Cardiac resynchronization therapy (CRT) can substantially improve dyssynchronous heart failure and reduce mortality. However, about one-third of patients who are implanted, derive no measurable benefit from CRT. Non-response may partly be due to suboptimal activation of the left ventricle (LV) caused by electrophysiological heterogeneities. The goal of this study is to investigate the performance of a newly developed method used to analyze electrical wavefront propagation in a heart model including myocardial scar and compare this to clinical benchmark studies. We used computational models to measure the maximum activation front (MAF) in the LV during different pacing scenarios. Different heart geometries and scars were created based on cardiac MR images of three patients. The right ventricle (RV) was paced from the apex and the LV was paced from 12 different sites, single site, dual-site and triple site. Our results showed that for single LV site pacing, the pacing site with the largest MAF corresponded with the latest activated regions of the LV demonstrated during RV pacing, which also agrees with previous markers used for predicting optimal single-site pacing location. We then demonstrated the utility of MAF in predicting optimal electrode placements in more complex scenarios including scar and multi-site LV pacing. This study demonstrates the potential value of computational simulations in understanding and planning CRT.

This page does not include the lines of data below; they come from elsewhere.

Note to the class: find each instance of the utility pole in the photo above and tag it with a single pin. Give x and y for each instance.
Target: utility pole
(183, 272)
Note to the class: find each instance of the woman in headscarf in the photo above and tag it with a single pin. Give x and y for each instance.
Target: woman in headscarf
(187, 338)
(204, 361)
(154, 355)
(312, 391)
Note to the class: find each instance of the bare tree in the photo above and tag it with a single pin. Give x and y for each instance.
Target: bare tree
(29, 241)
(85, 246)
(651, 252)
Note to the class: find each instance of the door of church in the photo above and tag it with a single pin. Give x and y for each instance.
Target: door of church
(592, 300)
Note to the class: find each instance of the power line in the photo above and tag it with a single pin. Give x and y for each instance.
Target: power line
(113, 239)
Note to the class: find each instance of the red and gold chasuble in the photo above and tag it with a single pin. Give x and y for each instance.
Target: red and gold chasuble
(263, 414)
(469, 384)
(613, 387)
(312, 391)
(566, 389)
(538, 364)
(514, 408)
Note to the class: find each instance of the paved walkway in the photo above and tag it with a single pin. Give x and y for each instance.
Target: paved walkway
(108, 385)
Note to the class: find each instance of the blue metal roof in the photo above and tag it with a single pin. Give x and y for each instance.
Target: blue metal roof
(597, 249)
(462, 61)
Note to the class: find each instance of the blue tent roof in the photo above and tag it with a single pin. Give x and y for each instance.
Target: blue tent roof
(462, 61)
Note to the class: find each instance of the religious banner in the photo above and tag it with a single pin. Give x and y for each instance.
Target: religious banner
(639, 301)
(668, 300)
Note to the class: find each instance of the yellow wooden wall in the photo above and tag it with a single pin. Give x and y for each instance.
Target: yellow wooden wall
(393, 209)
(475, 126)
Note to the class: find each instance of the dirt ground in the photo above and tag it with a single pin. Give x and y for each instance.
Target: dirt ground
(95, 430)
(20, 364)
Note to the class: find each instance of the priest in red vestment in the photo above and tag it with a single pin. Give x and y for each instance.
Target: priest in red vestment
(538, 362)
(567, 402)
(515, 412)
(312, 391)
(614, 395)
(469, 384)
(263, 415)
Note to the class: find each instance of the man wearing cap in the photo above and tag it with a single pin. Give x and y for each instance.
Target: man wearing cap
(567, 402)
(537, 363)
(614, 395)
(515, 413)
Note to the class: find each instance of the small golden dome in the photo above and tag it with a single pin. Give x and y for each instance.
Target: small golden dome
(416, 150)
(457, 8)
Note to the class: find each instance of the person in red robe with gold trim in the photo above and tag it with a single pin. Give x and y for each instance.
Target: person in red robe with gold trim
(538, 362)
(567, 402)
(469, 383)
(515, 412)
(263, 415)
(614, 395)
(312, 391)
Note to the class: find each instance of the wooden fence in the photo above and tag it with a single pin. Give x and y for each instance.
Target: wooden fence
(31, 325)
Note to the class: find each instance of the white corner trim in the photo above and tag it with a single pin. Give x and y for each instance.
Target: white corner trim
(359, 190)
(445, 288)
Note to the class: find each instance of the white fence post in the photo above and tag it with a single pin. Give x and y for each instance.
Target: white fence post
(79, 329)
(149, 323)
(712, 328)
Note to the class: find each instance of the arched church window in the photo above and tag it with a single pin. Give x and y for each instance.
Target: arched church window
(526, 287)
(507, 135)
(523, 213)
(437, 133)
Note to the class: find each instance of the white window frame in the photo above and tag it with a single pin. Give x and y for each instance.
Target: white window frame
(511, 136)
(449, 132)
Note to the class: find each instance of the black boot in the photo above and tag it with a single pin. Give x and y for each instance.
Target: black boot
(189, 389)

心脏再同步治疗（CRT）可以大大改善不同步的心力衰竭并降低死亡率。但是，约有三分之一的植入患者没有从CRT获得可衡量的益处。无反应可能部分是由于电生理异质性导致左心室（LV）激活欠佳。这项研究的目的是研究一种新方法的性能，该方法用于分析心脏模型（包括心肌瘢痕）中的电波前传播，并将其与临床基准研究进行比较。我们使用计算模型来测量不同起搏场景下左心室的最大激活前沿（MAF）。基于三位患者的心脏MR图像创建了不同的心脏几何形状和疤痕​​。右心室（RV）从心尖起搏，左心室从12个不同部位起搏，分别是单部位，双部位和三部位。我们的结果表明，对于单LV部位起搏，具有最大MAF的起搏部位与RV起搏期间显示的LV的最新激活区域相对应，这也与先前用于预测最佳单部位起搏位置的标记相吻合。然后，我们证明了MAF在预测更复杂的情况下（包括疤痕和多部位LV起搏）的最佳电极位置的实用性。这项研究表明了计算模拟在理解和计划CRT中的潜在价值。具有最大MAF的起搏部位与RV起搏期间显示的LV的最新激活区域相对应，这也与以前用于预测最佳单部位起搏位置的标记相吻合。然后，我们证明了MAF在预测更复杂的情况下（包括疤痕和多部位LV起搏）的最佳电极位置的实用性。这项研究表明了计算模拟在理解和计划CRT中的潜在价值。具有最大MAF的起搏部位与RV起搏期间显示的LV的最新激活区域相对应，这也与以前用于预测最佳单部位起搏位置的标记相吻合。然后，我们证明了MAF在预测更复杂的情况下（包括疤痕和多部位LV起搏）的最佳电极位置的实用性。这项研究表明了计算模拟在理解和计划CRT中的潜在价值。